By the late 90's, the possibilities of highly portable music and the personal computer entered the scene. The record industry was not ready. Kids could rip CD's creating their own listening experiences often sharing songs with friends as file sharing services like Napster and Kaaza popped up allowing volumes of essentially free, albeit, illegal music. Rather than embrace the trend, RIAA, the industry's gestapo initiated high visibility lawsuits identifying and suing music pirates who "stole" their music. One such suit went after the single parent mother of a young teen daughter living in a low income trailor park for hundreds of thousands of dollars. Meanwhile, all measures to clamp down on pirating simply made the computer nerds more creative. Leave it to technology maverick, Apple computer, to figure out how to make the whole thing commercially viable, but it was Apple, not the industry who developed iTunes soon to be followed by Rhapsody, Amazon, and other download services. Apple practically took the record industry kicking and screaming into the new technology setting up the licensing arrangements to sell music on line.
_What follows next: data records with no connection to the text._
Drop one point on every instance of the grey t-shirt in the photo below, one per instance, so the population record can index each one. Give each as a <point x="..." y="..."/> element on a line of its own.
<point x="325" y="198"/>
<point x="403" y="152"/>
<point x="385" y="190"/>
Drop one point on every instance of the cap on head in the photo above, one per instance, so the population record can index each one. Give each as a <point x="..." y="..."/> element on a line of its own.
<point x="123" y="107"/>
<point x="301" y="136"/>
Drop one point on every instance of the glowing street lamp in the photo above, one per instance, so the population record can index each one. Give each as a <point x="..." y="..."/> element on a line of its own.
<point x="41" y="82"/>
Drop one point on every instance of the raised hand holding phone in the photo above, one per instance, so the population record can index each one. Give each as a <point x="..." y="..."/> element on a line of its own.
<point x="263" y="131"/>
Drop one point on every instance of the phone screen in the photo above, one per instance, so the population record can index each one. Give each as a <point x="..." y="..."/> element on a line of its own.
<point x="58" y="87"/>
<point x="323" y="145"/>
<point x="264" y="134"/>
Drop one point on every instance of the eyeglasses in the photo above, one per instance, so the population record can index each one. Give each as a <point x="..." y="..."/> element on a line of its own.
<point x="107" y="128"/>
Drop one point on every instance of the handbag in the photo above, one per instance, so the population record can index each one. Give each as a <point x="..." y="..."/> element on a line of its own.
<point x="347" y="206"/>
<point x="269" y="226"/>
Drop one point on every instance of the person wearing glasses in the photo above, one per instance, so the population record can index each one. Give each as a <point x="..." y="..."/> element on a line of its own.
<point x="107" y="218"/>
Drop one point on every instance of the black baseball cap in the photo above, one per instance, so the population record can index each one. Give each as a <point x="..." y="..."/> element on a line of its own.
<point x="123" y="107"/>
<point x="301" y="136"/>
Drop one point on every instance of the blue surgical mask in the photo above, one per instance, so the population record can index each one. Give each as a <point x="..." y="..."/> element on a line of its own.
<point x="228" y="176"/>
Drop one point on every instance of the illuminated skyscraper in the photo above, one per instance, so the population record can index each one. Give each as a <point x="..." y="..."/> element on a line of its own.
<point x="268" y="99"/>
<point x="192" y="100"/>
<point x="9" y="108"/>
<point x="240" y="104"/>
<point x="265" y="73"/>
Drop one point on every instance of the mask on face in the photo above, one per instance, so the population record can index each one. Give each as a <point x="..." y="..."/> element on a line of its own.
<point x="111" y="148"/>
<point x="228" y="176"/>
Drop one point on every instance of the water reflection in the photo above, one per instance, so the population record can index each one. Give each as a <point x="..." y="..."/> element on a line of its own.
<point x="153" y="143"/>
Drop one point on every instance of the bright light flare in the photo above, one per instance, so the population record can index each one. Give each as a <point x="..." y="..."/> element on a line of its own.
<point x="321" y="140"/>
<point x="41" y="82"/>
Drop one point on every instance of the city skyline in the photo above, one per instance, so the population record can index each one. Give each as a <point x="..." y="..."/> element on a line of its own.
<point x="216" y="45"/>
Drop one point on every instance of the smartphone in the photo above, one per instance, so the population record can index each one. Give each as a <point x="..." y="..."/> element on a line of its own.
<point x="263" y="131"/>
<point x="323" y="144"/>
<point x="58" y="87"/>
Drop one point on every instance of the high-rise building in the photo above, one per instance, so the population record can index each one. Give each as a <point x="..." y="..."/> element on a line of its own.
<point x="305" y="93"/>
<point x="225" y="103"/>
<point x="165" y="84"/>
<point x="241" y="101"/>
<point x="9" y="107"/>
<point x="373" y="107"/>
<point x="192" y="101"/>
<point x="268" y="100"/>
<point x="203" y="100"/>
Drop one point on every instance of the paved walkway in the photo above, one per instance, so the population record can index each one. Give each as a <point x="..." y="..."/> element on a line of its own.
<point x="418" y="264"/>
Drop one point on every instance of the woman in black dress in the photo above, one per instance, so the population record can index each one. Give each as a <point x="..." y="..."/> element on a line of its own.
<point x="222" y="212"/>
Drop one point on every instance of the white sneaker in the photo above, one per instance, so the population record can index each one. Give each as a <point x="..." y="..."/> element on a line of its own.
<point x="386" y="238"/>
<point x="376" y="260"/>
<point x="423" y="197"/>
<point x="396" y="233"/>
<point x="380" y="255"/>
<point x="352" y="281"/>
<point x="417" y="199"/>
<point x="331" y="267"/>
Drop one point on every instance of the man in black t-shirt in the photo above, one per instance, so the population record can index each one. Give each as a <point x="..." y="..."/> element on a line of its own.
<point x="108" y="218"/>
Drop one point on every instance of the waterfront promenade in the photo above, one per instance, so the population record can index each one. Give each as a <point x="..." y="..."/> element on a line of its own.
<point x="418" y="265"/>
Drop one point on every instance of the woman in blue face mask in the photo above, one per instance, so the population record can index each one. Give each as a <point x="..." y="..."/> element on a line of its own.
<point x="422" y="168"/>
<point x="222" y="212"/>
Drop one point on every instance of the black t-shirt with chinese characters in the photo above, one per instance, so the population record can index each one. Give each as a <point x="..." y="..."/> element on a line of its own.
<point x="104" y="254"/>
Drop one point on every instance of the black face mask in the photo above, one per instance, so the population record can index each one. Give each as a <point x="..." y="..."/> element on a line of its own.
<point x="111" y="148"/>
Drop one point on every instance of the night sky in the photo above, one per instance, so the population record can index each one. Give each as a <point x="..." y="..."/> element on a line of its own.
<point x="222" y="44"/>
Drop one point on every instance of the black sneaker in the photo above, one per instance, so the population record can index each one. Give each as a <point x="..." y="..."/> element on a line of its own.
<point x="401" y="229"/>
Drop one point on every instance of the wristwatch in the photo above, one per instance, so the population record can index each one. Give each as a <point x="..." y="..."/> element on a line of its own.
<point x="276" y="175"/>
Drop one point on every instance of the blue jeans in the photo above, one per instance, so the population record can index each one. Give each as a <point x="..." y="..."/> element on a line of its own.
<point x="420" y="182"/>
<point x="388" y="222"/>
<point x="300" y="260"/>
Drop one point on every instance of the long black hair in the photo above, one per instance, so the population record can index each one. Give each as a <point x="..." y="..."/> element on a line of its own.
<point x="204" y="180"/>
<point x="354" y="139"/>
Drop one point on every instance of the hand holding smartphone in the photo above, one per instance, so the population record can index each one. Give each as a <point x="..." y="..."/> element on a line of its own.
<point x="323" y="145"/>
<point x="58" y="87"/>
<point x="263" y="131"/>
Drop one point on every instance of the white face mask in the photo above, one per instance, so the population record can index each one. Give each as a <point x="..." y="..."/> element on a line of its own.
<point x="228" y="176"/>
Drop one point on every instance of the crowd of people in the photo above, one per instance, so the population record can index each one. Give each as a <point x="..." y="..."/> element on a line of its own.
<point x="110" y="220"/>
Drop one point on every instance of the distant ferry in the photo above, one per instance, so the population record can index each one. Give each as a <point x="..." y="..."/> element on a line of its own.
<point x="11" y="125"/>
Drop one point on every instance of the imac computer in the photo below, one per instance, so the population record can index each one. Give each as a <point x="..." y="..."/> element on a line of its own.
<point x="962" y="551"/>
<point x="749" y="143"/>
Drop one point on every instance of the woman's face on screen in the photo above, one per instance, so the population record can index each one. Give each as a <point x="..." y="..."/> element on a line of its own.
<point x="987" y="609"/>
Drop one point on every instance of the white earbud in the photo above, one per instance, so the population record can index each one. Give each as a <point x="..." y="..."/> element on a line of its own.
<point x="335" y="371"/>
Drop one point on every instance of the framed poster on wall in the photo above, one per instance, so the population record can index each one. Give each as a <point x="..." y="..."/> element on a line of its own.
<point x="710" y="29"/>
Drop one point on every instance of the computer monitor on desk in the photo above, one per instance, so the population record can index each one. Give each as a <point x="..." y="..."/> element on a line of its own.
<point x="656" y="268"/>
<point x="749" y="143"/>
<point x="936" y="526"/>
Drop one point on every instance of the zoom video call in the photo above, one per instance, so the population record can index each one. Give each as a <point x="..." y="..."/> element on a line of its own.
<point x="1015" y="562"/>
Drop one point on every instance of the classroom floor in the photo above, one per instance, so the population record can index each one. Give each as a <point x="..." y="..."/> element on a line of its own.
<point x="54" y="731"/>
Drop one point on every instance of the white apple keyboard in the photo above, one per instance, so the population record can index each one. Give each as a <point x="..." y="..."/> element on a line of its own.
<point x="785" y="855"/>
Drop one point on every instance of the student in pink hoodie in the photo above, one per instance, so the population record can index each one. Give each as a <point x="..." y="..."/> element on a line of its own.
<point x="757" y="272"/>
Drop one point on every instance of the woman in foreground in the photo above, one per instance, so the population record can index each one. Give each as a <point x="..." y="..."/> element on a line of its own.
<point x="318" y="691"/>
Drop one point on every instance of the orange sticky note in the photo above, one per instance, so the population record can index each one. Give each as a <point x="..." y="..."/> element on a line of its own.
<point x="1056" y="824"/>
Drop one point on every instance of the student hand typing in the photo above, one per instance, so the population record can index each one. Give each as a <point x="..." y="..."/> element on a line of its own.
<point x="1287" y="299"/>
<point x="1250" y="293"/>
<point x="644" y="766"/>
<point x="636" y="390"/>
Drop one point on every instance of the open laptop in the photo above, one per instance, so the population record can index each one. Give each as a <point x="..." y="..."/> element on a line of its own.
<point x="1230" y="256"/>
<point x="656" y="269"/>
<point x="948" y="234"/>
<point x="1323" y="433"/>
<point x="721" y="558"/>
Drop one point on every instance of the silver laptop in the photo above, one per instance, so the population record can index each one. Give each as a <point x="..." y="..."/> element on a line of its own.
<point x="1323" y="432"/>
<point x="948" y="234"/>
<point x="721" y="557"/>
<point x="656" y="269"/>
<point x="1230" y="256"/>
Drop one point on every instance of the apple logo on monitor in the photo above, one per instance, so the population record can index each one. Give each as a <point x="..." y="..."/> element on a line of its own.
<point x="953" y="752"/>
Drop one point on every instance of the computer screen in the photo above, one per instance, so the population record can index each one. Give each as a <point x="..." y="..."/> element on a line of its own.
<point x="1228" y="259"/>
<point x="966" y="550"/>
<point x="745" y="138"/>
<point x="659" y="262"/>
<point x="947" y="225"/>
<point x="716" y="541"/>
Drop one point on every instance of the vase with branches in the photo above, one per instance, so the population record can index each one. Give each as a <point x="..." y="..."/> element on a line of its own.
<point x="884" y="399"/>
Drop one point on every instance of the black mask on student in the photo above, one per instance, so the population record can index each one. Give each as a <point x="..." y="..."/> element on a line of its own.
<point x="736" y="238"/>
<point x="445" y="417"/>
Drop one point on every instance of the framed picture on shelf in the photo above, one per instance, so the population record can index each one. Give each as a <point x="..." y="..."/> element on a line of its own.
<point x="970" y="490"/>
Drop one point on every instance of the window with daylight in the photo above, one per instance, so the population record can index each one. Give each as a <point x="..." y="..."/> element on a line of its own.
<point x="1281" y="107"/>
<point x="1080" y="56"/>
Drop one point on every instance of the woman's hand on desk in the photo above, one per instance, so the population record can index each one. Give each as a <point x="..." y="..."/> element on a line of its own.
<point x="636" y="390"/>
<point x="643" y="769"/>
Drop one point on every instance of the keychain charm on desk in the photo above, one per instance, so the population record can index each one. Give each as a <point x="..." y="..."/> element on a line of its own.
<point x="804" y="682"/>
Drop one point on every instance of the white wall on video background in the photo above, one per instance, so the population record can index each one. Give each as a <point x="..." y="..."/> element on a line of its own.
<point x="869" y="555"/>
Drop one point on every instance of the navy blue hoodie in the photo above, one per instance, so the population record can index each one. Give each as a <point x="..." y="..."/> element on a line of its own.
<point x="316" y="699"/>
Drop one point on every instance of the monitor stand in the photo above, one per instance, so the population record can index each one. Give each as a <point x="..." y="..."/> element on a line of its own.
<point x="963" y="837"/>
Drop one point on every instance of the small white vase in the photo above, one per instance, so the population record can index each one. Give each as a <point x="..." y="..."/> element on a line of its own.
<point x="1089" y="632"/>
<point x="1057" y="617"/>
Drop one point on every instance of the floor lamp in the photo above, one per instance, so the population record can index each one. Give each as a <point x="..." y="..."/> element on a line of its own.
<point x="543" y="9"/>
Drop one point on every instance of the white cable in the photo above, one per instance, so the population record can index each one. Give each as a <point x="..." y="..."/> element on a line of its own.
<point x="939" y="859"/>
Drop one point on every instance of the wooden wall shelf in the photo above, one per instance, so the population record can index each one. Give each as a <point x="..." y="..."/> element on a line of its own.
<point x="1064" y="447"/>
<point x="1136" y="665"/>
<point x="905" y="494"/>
Finally, the industry came up with two new formats to create the next generation of potentially much higher quality better sounding CD's with audio DVD's and Super Audio Compact Discs (SACD's). Both offered the industry sophisticated encryption rendering them almost copy proof. And whatever happened with these formats? Well, they're somewhat popular in Europe and Japan among the audiophile market, but most labels abandoned their efforts to enter the new technology even though the SACD's often sound breaktaking.

With the big "three and a half" corporate giants having a strangle hold on the music industry pumping their product through corporate radio, the future for creative music looks murky on the grand scale, but perhaps the digital download market could provide the seeds of a whole new creative revolution where artists can record, market, and distribute their products on line completely eliminating the record companies. Surely, they'll try to find some way to sue these "indie" performers into compliance and joining their evil empire, but it could be the genie is out of the bottle now. It's just a matter of time before a decentralized, artist controlled media emerges.

Given the history of the music industry from when the wave of the massive mergers began in the late 60's, whatever the industry decides to do, it will never fall on the side of promoting great properly recorded music.

The seeds of their destruction could possibly be shown by artists who are selling their product exclusively through mega retailers like WalMart as the Eagles did with their last album or Best Buys as the Rolling Stones did with the videos of their last two tours.

In the meantime, if you're ready to rock, grab Exile on Main Street, and for the next seventy five minutes enjoy the raunchiest real rock your ears can handle!!